Teagle’s Knowledge for Freedom program started at Columbia in 2009 and began spreading to other colleges and universities in 2016. About 375 students have passed through the program since it launched. The program recently expanded dramatically, with about a dozen higher education institutions participating this coming summer, and twice that many may be on board within a year or two. Delbanco and Tweel would love to see it spread nationally over time.
Students are “reading really difficult texts every day, and often writing essays about those texts and questioning their place in the world,” Tweel says. “Questioning, what is a democracy, what is the best form of social organization?
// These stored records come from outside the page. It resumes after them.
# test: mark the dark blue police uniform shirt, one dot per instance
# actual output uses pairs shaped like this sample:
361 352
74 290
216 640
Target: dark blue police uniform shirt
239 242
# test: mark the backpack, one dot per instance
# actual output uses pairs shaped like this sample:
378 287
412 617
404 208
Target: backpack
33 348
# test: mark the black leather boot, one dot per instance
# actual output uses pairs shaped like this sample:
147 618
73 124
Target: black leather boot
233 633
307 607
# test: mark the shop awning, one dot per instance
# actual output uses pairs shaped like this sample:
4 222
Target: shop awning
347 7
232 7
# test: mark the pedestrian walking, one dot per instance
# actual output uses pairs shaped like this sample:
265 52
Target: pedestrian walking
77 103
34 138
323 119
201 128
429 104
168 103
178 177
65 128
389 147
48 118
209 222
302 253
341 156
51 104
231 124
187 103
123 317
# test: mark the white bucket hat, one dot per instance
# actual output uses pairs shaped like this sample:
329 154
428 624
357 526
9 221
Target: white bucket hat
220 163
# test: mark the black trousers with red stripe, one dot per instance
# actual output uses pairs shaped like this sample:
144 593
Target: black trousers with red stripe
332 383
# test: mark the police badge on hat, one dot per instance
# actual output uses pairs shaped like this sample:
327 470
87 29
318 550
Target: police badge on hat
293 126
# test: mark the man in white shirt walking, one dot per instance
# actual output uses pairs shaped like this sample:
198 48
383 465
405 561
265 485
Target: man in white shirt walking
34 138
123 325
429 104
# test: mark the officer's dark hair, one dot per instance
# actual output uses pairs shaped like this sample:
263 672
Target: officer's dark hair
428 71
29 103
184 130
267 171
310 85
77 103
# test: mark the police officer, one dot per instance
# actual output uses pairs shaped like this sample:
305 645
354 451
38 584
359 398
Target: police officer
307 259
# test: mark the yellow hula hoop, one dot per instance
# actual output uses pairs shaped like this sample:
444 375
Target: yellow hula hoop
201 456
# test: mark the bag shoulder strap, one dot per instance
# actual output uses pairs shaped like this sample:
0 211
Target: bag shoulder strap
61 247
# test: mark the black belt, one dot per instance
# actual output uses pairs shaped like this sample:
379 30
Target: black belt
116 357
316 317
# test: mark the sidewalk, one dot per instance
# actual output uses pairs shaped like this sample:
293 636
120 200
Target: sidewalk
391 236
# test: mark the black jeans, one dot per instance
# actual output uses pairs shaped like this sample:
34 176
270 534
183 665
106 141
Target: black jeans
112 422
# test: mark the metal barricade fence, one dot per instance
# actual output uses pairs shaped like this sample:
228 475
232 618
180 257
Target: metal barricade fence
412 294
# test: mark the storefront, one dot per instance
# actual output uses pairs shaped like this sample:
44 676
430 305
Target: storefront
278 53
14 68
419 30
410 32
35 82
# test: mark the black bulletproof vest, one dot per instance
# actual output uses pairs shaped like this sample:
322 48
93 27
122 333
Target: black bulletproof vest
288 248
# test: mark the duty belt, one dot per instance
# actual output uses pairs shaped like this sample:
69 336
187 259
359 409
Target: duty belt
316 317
How do they wrestle with America’s history and America’s aspirations, and how do they feel about their own position as citizens?”
It does seem at the moment that the nation could use an infusion of classically grounded thinking about society and our place in it.
“As about a million pundits have said in the last few weeks, if we needed a reminder of the fragility of our democracy, we got one” on January 6, Delbanco says. “I am a firm believer that an understanding of Constitutional norms and how our government works and why it was created the way it was—that these are important elements for every American. We want to make sure that young people feel engaged and involved as full participants in our democracy so we cut down on the degree of alienation and estrangement.”